Saindo do banco, estavam nervosos. Inexperientes, nunca estiveram com tanto dinheiro assim. Atentos a tudo e desconfiando de todos, tinham decididos ir até uma loja, a fim de comprarem à vista todos os moveis orçados. Sairia muito mais barato! Fugiriam de um capeta chamado juros.


 De lá iriam até a imobiliária fazer o contrato de locação do imóvel onde morariam e terminariam o dia nessas lojinhas amantes de “alguma coisa com noventa e nove centavos” que vendem bugigangas para o lar.


Na loja, ao se sentarem com o educado e feliz vendedor, presenciaram o que jamais imaginariam. Um sujeito encapuzado com um enorme “ferro” na mão gritava bem alto que aquilo era um assalto.

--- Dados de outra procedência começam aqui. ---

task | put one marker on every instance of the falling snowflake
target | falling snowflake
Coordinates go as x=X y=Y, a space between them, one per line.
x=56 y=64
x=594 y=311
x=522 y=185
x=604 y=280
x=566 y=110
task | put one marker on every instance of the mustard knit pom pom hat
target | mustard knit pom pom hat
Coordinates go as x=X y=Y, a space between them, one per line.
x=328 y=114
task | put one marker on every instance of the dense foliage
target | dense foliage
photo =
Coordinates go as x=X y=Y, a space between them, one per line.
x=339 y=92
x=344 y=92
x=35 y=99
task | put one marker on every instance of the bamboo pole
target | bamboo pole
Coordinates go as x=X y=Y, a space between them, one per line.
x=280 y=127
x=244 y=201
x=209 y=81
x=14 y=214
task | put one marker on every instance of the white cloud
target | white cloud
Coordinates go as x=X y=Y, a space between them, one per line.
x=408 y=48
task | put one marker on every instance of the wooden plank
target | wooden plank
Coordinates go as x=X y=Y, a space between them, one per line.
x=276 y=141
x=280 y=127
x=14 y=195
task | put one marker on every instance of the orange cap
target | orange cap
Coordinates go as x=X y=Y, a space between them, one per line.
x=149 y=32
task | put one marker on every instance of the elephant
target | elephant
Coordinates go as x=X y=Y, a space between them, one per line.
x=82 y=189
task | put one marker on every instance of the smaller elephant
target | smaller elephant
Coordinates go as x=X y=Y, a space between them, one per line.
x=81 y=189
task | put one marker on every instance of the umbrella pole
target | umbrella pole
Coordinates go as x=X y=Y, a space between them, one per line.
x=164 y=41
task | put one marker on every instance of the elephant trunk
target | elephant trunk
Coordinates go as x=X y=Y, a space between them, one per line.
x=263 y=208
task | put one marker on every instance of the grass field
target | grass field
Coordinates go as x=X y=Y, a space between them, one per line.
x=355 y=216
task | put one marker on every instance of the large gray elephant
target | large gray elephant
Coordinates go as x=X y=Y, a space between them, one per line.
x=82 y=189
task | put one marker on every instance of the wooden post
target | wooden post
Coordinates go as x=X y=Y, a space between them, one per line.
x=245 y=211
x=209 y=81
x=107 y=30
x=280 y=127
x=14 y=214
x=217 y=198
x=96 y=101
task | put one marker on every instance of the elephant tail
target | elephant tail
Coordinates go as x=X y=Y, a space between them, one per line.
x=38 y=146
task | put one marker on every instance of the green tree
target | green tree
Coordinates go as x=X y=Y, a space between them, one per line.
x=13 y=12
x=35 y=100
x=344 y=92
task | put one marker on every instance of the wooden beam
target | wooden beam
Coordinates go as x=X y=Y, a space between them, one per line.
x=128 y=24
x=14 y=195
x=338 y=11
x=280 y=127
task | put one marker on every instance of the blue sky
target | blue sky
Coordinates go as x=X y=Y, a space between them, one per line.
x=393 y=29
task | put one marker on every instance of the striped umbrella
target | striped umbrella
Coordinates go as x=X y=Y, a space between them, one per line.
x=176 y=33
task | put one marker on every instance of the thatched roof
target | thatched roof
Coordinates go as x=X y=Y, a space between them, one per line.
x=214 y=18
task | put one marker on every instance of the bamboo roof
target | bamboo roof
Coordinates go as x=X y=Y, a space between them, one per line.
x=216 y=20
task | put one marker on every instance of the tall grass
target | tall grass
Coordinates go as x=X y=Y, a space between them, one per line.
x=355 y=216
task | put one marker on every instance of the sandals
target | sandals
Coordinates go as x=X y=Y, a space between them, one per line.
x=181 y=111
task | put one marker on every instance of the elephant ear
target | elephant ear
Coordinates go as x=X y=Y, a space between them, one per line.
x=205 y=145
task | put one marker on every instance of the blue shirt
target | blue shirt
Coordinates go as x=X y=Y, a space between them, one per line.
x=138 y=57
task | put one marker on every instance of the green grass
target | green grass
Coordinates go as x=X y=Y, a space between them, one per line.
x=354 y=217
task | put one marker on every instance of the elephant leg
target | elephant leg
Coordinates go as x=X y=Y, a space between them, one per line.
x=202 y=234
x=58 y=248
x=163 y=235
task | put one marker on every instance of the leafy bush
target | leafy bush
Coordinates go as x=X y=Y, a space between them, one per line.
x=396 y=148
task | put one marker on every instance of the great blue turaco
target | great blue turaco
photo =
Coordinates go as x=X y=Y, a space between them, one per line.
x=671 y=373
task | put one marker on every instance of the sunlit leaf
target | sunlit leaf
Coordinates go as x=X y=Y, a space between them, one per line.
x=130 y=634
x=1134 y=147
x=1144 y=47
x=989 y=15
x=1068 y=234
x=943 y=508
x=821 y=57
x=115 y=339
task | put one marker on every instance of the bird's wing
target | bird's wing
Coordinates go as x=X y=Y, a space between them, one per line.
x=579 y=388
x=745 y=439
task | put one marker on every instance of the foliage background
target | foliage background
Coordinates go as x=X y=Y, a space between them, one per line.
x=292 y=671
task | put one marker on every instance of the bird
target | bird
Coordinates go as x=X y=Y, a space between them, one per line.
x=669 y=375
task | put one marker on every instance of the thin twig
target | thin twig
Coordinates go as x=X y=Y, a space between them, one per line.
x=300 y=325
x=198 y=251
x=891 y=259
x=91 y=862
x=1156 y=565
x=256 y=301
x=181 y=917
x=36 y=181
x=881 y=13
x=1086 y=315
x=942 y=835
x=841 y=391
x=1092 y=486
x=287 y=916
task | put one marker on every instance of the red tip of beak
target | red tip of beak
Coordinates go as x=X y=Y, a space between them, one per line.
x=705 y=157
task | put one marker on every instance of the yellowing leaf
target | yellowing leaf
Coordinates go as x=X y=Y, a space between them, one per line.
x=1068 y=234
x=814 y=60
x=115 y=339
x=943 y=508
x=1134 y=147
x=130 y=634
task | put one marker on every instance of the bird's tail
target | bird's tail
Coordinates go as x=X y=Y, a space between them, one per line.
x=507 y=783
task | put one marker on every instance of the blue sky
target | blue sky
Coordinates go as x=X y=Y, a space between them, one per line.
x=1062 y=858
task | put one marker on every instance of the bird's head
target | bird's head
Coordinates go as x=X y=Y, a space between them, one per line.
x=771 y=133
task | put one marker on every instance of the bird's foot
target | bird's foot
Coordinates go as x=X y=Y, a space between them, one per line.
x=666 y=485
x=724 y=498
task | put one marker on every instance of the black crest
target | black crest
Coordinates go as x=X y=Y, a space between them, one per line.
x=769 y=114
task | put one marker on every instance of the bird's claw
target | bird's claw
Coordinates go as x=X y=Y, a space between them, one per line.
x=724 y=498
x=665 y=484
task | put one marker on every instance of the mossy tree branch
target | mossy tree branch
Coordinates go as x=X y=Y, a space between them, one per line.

Dois outros, também fortemente armados, ficaram na porta do comércio, como seguranças, para evitar qualquer perigosa novidade.


Todo o apurado do dia da loja de eletrodoméstico fora levado. Como que soubesse os segredos dessa arte tão deplorável, percebendo o incomum nervosismo do futuro casal, foi fácil para o assaltante saber que eles tinham algo a mais que o mero desejo de pesquisar preços.


Perderam tudo também. Quando a polícia chegou, estavam num sofá da amostra, chorando amargamente o roubo sofrido. Era uma dor muito forte, aumentada por perguntas que os dois faziam a todo o momento.


Júlio, tentando se mostrar mais calmo que Rachel, disse a ela que, por mais que tivessem passado por algo tão terrível, o amor dos dois poderia repetir todos os passos até então seguidos. Poderiam juntar de novo, por que não? Qual o sonho que não se pode realizar, quando se tem coragem, perseverança e força? A vida iria continuar. O amor dos dois também.


Essas palavras de otimismo, talvez por fazê-la lembrar de tudo que sofreu, traziam mais lágrimas a Rachel, mais pranto e mais aperto no coração dela. Era melhor ficar calado. Era melhor deixá-la sentir desesperadamente o drama de uma grande perda.


Em casa, o assaltante, com lágrimas nos olhos, feliz e aliviado por tudo ter dado certo, diz para a mulher, após um longo abraço:


– Meu amor, amanhã vamos comprar nossas passagens para Goiânia. Urgente! Prepare nossas coisas! Não temos tempo a perder.


– Sim meu amor. Nossa como estou feliz. Você é tudo que temos.


Os dois tinham uma criança de oito meses, portadora de uma doença rara conhecida como hérnia diafragmática. Os médicos locais já tinham avisado que se não fosse pra Goiânia ou outro centro mais desenvolvido, iriam perder o filho.


O TFD era uma chance em um bilhão. Fazia mais de cinco meses que tinham solicitado a viagem. Cada vez que buscavam informações sobre seu angustiante caso, por serem carentes, só recebia insultos e indelicadezas dos servidores que pareciam servir a bichos enjaulados.


Foi a melhor noite do casal. Dormiram aliviados e felizes. Poderiam salvar o filho e recomeçar suas vidas.


Naquele avião confortável rumo a Goiânia, após a pergunta da belíssima aeromoça, se ele queria água, café ou suco. O pai do filho com a doença rara parou um instante. Ficou congelado em profundos pensamentos, pondo a palma da mão sobre a testa.


– O que foi meu amor? – perguntou a esposa.


– Nada. Apenas fiquei pensando como é bom ter opções.